On sent qu’il est à la gêne. C’est Jéhovah, Moïse et Aaron, qui devaient avoir le beau rôle et dire les choses les plus belles ; et il ne les a pas trouvées. Dans le fond, le trouble et la passion de Nadab, l’impureté et la perfidie d’Arzane, et le culte voluptueux d’Adonis font bien mieux son affaire. Son imagination est donc avec Amalec et l’idolâtrie. Or, cela ne lui sert de rien. Nadab essaye bien de rappeler les fureurs du René des Natchez :

 Laisse-moi m’enchanter d’innocence et de crime,
 Connaître mes devoirs sans te manquer de foi,
 Apercevoir l’abîme et m’y jeter pour toi !

Et encore :

 Ma souffrance est ma joie, et je veux à jamais
 Conserver la douceur du mal que tu me fais.

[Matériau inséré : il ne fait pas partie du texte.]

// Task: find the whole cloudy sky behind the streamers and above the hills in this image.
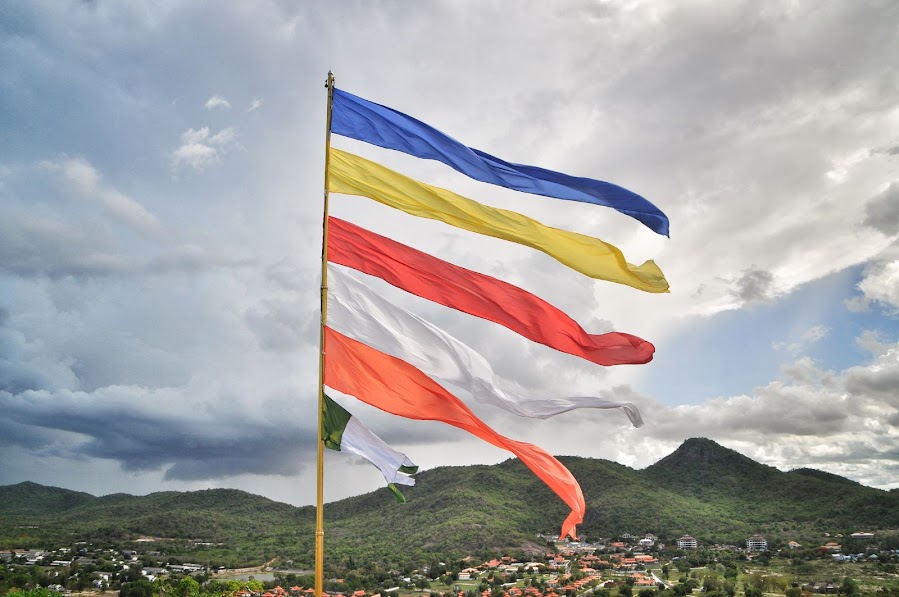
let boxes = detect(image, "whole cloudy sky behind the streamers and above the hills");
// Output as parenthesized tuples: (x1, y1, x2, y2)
(0, 0, 899, 505)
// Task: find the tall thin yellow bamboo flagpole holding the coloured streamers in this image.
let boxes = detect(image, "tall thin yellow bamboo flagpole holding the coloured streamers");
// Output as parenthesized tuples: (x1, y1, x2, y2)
(315, 71, 334, 597)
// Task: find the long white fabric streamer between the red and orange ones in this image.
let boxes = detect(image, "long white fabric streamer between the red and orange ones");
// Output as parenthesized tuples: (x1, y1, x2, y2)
(327, 265, 643, 427)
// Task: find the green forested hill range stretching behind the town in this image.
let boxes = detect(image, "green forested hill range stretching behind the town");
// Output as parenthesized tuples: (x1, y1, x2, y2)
(0, 439, 899, 563)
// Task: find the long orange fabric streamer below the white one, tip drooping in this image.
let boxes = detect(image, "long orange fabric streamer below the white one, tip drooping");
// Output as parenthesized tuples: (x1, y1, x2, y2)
(324, 326, 586, 537)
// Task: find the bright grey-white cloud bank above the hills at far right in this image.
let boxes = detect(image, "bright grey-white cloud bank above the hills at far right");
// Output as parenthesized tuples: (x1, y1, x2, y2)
(632, 344, 899, 486)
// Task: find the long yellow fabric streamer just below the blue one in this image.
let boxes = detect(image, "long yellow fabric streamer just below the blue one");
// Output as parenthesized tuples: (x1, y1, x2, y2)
(328, 147, 668, 292)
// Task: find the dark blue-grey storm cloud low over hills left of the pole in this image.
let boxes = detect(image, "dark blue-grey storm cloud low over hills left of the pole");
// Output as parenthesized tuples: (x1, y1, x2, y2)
(0, 387, 316, 480)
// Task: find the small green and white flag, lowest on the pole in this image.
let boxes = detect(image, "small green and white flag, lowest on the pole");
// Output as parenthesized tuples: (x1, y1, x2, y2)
(322, 394, 418, 502)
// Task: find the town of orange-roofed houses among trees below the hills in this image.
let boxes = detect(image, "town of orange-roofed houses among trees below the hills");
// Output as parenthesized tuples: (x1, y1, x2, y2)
(0, 531, 899, 597)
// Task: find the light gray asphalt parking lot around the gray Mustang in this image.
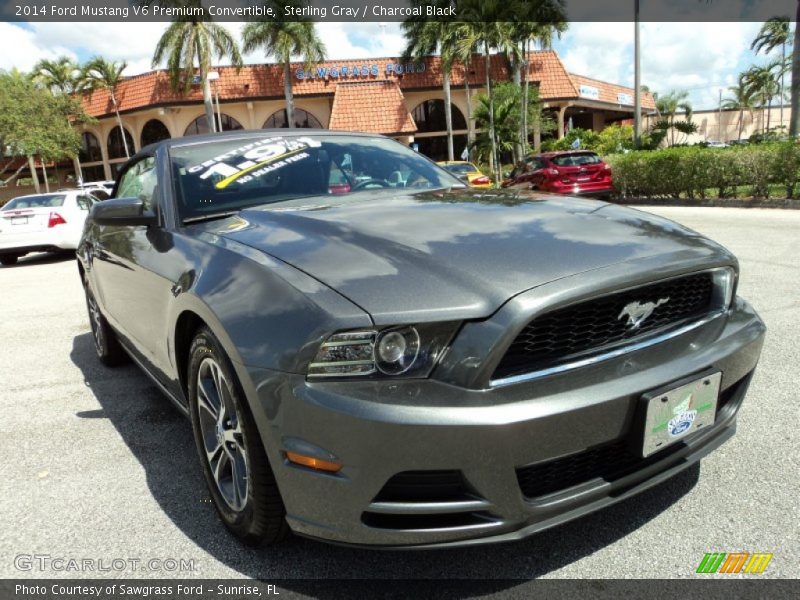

Mais que le « Chant de la Courtisane » est peu enivrant !

     Viens que je sois ta bien-aimée,
 J’ai suspendu ma couche en souvenir de toi ;
     D’aloës je l’ai parfumée ;
 Sur un riche tapis je recevrai mon roi ;
 Dans l’albâtre éclatant la lampe est allumée ;
 Un bain voluptueux est préparé pour moi.